The Guilt never stops.
Somedays it feels like is all consuming and other days its not to the surface but always bubbling away underneath. I cry, In the early days i cried for what he would never have and i guess i grieved. Every parent with a special needs diagnosis grieves for the dream of how we thought they would grow up and turn out.
I still cry for what he’s missing out on – sometimes its when he goes to sign to people and i realise so few people can communicate with my gorgeous monkey. He is a beautiful, happy confident and loving boy but he misses out on so much.
He’s been tested for every known cause for deafness and he doesn’t meet any of them. No one can tell me why everything else developed normally and his auditory nerves did not grow. The doctors say these would have developed at 6-10 week stage of gestation. I never drank, i never smoked, i drink decaffinated coffee, I took my vitamins, i took my folic acid. I did everything by the book – except work. I worked 14-16 hours a day – 90 plus hours a week, I travelled, i flew, i never let my body rest – I ask myself is this the reason he was born deaf? I will NEVER know the answer and it doesn’t matter what people tell us I will always blame me as he’s my son and I think its my faulty genes. Stephen always says – theres nothing you could have done but as a mum you feel responsible.

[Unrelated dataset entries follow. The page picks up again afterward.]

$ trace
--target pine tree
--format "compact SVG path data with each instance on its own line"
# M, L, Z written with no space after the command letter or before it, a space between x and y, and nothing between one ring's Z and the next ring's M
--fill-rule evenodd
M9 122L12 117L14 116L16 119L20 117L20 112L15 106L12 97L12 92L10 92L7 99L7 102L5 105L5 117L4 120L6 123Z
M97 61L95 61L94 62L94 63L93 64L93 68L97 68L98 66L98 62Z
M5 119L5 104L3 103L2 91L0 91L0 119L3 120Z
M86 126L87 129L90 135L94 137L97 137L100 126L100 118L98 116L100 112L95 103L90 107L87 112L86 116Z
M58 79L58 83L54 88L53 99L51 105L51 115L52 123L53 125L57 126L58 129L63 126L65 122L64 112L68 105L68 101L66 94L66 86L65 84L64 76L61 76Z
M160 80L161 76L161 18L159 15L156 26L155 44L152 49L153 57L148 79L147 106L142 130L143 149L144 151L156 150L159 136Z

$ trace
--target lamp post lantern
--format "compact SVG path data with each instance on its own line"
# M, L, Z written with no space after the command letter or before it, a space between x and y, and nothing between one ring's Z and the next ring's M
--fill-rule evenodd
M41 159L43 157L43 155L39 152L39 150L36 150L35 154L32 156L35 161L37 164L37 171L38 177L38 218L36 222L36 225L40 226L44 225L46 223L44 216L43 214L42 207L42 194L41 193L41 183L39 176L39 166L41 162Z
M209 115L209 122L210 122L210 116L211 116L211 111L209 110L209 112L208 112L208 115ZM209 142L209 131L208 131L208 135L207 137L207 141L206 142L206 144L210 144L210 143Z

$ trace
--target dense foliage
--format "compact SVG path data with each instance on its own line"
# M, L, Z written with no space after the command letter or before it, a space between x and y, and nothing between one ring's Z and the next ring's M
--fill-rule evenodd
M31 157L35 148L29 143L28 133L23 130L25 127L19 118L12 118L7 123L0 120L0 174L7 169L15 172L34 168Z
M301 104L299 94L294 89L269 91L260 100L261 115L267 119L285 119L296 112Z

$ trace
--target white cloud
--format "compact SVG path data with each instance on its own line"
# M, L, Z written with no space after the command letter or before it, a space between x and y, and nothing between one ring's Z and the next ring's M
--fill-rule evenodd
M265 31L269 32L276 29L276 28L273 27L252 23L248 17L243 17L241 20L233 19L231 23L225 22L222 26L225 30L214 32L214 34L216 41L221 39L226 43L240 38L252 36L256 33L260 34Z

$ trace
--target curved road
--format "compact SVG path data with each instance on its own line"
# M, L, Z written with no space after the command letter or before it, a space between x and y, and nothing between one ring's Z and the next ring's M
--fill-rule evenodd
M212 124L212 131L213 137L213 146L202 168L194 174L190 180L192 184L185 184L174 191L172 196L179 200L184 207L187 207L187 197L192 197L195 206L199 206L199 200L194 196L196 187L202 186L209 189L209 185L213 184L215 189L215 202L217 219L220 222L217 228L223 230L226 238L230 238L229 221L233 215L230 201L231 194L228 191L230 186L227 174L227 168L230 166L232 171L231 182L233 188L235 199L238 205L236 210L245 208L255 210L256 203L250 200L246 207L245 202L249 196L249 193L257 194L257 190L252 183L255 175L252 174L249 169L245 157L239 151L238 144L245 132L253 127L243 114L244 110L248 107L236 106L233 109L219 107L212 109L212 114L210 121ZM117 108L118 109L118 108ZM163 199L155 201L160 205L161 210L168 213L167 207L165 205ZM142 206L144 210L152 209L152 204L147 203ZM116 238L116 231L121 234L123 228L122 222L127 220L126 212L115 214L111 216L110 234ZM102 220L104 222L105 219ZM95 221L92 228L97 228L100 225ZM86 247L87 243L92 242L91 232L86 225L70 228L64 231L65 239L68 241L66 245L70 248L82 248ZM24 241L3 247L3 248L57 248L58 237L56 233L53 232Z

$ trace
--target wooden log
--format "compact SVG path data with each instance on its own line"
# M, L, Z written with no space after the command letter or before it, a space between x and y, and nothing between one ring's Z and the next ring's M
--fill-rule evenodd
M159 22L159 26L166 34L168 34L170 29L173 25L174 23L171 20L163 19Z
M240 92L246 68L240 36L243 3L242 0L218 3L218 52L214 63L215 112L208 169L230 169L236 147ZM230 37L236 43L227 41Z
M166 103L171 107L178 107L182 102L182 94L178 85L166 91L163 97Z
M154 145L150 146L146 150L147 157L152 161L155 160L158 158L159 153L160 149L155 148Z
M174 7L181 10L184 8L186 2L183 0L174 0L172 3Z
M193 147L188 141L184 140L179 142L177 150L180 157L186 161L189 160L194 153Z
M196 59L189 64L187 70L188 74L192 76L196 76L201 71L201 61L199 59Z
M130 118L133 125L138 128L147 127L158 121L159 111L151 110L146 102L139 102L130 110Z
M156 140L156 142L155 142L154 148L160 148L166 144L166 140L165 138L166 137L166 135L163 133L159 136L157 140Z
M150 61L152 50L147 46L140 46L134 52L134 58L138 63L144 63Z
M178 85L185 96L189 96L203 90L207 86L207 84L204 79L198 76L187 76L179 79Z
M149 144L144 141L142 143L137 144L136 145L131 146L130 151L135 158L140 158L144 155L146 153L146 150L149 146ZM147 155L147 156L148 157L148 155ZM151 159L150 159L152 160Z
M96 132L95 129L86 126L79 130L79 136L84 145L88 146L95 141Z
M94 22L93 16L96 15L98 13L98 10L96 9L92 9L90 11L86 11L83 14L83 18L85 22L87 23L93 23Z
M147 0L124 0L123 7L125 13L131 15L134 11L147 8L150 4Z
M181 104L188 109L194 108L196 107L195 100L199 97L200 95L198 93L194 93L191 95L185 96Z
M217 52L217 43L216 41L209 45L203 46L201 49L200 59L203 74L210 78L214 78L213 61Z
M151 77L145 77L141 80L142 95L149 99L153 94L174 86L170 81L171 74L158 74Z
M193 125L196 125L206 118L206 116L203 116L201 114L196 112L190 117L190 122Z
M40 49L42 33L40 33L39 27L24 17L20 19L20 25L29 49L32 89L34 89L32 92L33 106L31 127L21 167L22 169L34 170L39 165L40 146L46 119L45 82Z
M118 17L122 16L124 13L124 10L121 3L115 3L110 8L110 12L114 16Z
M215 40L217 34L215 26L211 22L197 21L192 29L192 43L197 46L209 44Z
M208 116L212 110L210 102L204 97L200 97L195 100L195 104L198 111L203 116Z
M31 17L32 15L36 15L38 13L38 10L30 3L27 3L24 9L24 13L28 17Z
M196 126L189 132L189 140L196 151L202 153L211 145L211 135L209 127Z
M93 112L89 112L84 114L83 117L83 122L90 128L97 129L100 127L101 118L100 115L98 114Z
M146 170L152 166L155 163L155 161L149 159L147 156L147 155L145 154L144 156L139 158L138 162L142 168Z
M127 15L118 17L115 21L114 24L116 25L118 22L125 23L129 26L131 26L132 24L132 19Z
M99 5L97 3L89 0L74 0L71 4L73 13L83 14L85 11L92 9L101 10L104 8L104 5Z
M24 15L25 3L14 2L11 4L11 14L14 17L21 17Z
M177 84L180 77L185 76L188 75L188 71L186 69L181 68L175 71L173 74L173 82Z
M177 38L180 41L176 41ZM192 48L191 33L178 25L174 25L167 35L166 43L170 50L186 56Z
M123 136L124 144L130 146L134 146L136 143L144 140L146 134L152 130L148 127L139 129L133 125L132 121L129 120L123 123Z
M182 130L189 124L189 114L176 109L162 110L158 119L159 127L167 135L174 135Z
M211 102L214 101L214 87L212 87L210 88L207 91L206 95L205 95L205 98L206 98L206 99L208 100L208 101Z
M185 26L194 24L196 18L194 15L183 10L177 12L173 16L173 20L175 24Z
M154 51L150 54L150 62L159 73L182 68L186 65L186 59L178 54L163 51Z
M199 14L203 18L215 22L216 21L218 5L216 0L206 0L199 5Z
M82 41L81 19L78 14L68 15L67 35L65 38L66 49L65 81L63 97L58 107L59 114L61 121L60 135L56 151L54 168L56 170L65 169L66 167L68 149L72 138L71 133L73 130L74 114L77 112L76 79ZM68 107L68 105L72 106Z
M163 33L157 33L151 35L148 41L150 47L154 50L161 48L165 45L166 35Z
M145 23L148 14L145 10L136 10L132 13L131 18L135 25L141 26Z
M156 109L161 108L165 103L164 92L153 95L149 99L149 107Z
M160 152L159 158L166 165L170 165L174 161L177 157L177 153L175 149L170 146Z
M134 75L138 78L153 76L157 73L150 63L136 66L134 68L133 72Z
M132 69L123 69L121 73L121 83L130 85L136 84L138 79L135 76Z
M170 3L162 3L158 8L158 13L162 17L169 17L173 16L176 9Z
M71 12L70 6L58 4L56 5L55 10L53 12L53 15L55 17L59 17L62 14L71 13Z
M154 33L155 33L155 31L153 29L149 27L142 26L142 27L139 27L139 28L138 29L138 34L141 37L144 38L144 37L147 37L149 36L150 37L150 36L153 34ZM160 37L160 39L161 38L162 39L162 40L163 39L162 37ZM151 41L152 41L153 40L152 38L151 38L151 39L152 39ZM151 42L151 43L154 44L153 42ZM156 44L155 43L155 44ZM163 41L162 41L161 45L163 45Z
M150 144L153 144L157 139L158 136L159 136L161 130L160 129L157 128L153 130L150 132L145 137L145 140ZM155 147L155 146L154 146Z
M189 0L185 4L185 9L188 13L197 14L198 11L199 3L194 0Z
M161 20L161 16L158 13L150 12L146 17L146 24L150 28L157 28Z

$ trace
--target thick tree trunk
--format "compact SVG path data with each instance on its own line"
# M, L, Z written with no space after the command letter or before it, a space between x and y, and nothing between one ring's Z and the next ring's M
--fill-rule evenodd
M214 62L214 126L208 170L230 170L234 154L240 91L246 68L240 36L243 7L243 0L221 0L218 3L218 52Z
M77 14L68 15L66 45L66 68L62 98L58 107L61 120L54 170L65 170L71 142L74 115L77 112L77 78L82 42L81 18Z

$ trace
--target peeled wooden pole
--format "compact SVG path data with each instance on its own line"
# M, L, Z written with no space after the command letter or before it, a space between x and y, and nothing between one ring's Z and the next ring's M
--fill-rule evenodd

9 months he was in my womb in silence – that breaks my heart, how lonely and scared was he in the dark. They say its easy to get a baby to sleep in a car as the sound of the engine is like the sound of a mothers heart beat. Theo has never heard this and i feel sad when i think of this or someone says aw i bet he will sleep in the car on the way home.
We have submitted our bloods for Geonome Testing in the Geonomes 100000 project but have been told this will take 5-6 years to get anything back and even then it might not ever tell us. I no longer have the same need to find out but I would like to know for the boys future if it was a gene mutation or just one of those things.
I feel guilt for taking my family to Italy for a surgery that didn’t work, i feel guilty because so may people raised funds for a surgery that didn’t work.
I feel guilty that Theo has had 2 lots of brain surgery – choices i’ve made for him. He’s been through so much in such a short space of time.
I feel guilty for not signing early enough – will he ever be age appropriate?.
I feel guilty for all that Harry has seen and witnessed at such a young age.
Through the last 2 years i’ve realised that i have 2 choices 1) i can be over protective and wrap him in cotton wool or 2) I can pave the way for Theo and help him make his own mark on the world.
I’ve chosen 2
One day the guilt might lessen. The lesson i’ve learnt is don’t let guilt eat you up. Show your baby the best of you.